| In Short: | One long-standing cliffhanger resolved; another one presented. Pretty much par for the awesome, if frustrating, course in Liaden land. |
| Recommended: | Yes! |
|
Time passed. The Captain did not come. |
You ever get that feeling, when you’re in the company of new acquaintances who have themselves known each other a long time, like you’re missing out on a good portion of their conversation? Like, you’re hearing the words, you know their individual meanings, but your frame of reference is wrong. I don’t mean that awkwardness of when you’re overhearing a conversation being carried on in a different language and you suspect that at least some of it might be about you. (If you’re suitably paranoid, that is.) It’s more that feeling where the common language you use is given shades and levels of meaning to which you are not at all privy; where simile, metaphor and even syntax are so peculiar to this one group of people that you can’t help but feel a little like an outsider--mainly because you are, be you ever so welcome.

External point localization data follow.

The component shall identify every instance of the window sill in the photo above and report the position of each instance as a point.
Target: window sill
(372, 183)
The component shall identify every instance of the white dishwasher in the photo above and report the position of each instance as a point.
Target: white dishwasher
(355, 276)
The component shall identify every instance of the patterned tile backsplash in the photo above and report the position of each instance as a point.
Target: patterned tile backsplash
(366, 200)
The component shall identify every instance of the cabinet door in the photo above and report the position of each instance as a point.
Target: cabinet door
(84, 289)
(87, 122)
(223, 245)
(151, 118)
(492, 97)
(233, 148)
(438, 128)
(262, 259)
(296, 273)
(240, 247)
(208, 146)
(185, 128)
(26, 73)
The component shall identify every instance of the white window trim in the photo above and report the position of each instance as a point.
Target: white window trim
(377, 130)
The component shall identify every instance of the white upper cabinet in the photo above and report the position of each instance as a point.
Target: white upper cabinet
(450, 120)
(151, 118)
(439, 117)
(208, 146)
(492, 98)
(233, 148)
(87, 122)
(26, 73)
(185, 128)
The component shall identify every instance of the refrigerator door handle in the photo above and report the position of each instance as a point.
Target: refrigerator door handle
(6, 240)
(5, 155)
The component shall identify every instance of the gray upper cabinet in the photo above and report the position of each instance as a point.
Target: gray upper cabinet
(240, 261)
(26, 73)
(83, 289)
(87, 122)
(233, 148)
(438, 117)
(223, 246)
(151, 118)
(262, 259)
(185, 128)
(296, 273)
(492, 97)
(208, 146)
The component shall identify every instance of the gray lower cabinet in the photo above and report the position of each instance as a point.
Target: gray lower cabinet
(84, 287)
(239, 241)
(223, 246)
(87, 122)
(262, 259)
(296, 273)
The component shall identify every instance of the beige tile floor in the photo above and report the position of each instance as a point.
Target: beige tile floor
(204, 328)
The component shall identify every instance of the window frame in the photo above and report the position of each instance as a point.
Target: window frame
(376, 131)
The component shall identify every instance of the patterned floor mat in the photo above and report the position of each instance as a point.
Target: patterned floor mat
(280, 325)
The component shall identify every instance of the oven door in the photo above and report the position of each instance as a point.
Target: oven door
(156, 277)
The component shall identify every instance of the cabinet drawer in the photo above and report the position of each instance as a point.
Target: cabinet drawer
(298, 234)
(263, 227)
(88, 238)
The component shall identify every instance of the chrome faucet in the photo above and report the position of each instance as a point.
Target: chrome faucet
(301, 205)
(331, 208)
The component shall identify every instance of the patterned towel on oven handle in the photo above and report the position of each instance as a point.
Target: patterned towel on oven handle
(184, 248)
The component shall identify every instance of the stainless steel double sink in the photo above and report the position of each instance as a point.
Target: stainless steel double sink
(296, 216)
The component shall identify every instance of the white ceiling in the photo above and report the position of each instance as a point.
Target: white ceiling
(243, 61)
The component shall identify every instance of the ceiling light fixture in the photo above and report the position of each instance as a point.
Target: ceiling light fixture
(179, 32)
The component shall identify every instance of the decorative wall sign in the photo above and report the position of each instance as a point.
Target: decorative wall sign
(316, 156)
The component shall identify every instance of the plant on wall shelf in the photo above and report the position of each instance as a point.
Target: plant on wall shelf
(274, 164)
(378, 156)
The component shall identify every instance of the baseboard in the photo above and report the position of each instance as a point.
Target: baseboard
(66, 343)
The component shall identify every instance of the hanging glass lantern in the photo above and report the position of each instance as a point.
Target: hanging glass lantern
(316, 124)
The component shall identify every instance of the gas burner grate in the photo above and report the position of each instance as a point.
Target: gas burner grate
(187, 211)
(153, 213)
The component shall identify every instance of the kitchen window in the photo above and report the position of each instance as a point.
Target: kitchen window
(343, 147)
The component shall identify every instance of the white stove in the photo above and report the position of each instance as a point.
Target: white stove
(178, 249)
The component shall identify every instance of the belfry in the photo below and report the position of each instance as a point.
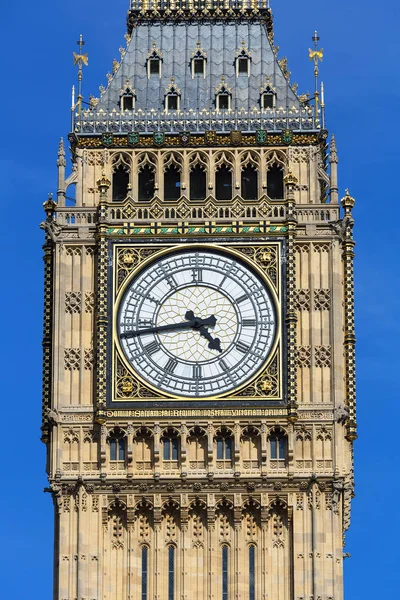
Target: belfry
(199, 371)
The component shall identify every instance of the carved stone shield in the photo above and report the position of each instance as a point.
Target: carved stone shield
(287, 136)
(261, 136)
(133, 138)
(159, 138)
(107, 139)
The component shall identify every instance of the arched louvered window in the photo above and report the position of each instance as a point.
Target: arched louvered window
(278, 445)
(275, 182)
(225, 573)
(252, 572)
(145, 557)
(171, 448)
(117, 449)
(171, 572)
(172, 184)
(223, 183)
(146, 184)
(197, 183)
(249, 183)
(224, 448)
(120, 184)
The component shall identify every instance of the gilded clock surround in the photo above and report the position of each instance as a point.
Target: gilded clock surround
(130, 259)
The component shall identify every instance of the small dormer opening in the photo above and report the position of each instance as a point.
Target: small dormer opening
(198, 66)
(268, 101)
(127, 102)
(172, 102)
(243, 66)
(154, 66)
(242, 60)
(223, 102)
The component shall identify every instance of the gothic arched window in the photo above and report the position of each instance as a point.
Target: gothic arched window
(224, 448)
(146, 183)
(170, 441)
(223, 183)
(120, 183)
(275, 188)
(117, 448)
(278, 445)
(198, 183)
(249, 183)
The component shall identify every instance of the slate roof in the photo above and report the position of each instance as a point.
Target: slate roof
(176, 42)
(176, 30)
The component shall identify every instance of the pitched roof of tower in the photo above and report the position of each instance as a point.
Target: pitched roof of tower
(221, 31)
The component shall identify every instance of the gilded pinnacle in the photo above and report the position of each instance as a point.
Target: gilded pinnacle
(49, 206)
(290, 179)
(103, 183)
(348, 201)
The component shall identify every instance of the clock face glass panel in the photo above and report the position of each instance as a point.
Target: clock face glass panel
(218, 321)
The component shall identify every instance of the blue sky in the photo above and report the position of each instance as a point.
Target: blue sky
(361, 43)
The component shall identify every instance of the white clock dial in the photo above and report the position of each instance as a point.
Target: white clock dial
(196, 323)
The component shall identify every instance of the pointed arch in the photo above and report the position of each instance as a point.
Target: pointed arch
(121, 170)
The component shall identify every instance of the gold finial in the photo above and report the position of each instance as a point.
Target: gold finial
(49, 206)
(115, 66)
(316, 55)
(348, 202)
(80, 59)
(103, 183)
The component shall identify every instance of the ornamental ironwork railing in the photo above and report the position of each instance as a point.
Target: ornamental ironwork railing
(198, 4)
(196, 121)
(186, 211)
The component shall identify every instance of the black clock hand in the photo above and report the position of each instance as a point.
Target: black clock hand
(214, 343)
(194, 323)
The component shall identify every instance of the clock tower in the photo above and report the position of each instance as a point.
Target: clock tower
(199, 383)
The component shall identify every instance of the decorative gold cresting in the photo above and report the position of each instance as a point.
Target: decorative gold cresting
(348, 203)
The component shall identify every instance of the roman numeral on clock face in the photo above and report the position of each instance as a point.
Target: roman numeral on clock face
(241, 299)
(223, 365)
(197, 372)
(171, 365)
(151, 348)
(249, 323)
(242, 347)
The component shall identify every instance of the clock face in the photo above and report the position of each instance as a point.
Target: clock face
(196, 323)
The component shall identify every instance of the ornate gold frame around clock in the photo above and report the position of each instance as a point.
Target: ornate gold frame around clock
(126, 386)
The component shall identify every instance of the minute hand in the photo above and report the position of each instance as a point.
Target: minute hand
(191, 324)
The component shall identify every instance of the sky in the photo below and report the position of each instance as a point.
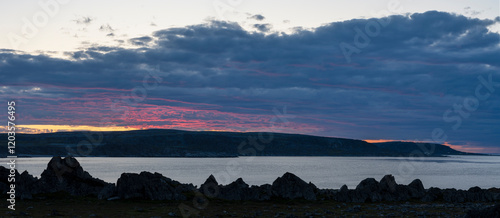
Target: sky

Well, that is exactly how newcomers to the Liaden Universe® would, I think, be bound to feel if they should commence their voyage with Ghost Ship. There is so much minutia in here, both implicit and explicit; so much that you need to know in order to get. I am very well acquainted with these people, and more than passingly fluent in their dialect, and even I found myself having to stop reading every now and then and think really hard -- sometimes for several minutes – before I would begin to have a shadow of an inkling of a clue of a vague memory as to exactly what past event was being referenced so offhandedly.

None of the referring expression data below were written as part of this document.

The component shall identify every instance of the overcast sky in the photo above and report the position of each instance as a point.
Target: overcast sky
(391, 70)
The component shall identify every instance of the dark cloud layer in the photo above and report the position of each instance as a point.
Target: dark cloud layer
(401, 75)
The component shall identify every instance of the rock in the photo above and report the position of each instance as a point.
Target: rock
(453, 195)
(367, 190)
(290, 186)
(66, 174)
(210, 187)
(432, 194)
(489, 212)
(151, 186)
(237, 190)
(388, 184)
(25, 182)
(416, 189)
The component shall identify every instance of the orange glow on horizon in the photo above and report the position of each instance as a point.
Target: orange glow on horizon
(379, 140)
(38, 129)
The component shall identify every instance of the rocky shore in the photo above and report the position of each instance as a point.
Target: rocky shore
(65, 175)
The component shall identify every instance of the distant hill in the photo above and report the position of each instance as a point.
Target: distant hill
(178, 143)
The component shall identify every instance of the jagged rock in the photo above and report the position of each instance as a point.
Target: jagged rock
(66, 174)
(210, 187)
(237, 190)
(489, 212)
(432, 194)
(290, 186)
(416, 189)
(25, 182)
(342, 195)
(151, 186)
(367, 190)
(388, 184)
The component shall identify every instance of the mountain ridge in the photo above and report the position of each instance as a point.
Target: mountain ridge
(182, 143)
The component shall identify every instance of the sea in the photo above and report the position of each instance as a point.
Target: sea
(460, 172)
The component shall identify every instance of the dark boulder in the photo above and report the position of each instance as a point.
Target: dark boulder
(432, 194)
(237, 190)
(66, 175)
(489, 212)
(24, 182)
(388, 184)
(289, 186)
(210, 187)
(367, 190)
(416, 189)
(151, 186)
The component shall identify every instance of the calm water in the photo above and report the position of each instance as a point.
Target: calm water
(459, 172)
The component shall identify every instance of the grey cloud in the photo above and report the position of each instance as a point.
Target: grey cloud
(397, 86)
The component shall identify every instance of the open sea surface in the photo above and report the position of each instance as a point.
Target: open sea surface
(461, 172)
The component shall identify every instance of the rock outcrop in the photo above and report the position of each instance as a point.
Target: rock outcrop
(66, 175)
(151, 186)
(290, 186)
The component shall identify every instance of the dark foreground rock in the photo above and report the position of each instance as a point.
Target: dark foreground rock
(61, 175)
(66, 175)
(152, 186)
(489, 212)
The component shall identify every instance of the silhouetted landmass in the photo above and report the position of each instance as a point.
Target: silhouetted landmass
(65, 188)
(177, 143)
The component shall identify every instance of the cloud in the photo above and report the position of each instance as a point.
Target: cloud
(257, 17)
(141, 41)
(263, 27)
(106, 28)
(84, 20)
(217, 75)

This is no bad thing, of course. Indeed, it is always a pleasure to spend time in a universe the details of which its architects are at least as well versed as its most ardent fan. Lee and Miller have lived here for so long that all things Liad clearly come very naturally to them, and when they bring up a tiny detail or long-past event that most would have forgotten, there is a palpable feeling of realness about it all, as though these are actual lives we are witnessing, albeit somewhat omnisciently, and for all their space-going and vendetta-foiling, the many scions of Clan Korval, with whom we mostly consort, could just as easily be members of our own families, with the same encyclopedic knowledge of every often meaningless happening out of a shared past.
But with better reflexes.
This is, in terms of the universe, a very big book; very much a family reunion. Old favorites return, and are very welcome sights: Val Con and Miri, Shan and Priscilla, Daav and Aelliana, of course, with side trip to Delgado and Kamele. Anthora, Pat Rin and Natesa are on deck, and even starchy Aunt Kareen shows up to make the newly Korval Theo nervous.
Oh, yes. There’s a whole lot of Theo.
Now, there are those -- even among the staff members of this very magazine! – who have perplexingly found the adventures of young Theo Waitley to be of far lesser interest than those of previous Liaden generations. I have personally loved her from her first pratfall in Fledgling, and continued to follow her with interest through Saltation, but I do kind of get it; instead of being a star-spanning and exhilarating romance or a thrill-a-minute espionage-filled adventure, Theo’s story has been very much in the standard Coming of Age mould, and a little bit YA paranormal too (she's just So Very Special) -- and besides, at times she really did seem quite disturbingly obsessed with tea.
But in Ghost Ship, Theo entirely holds her own, and as all the threads of the series-wide multi-faceted and many-splendored vastness are woven together neatly here, she plays a crucial role in what is a new and exciting -- if, naturally, dangerous -- chapter for all of Clan Korval.
If you are a Liaden adherent, but found Theo less than a riveting protagonist in her two previous outings, then I urge you to get back on board with Ghost Ship. And if you are not yet a Liaden adherent… then, good God, random person who is clearly insane and in need of serious guidance, go out, find yourself the seven books in the famed "Agent of Change" sequence (handily released by our friends at Baen in omnibus editions entitled The Dragon Variation, The Agent Gambit and Korval’s Game, plus last year’s Mouse and Dragon), and get with the damn program.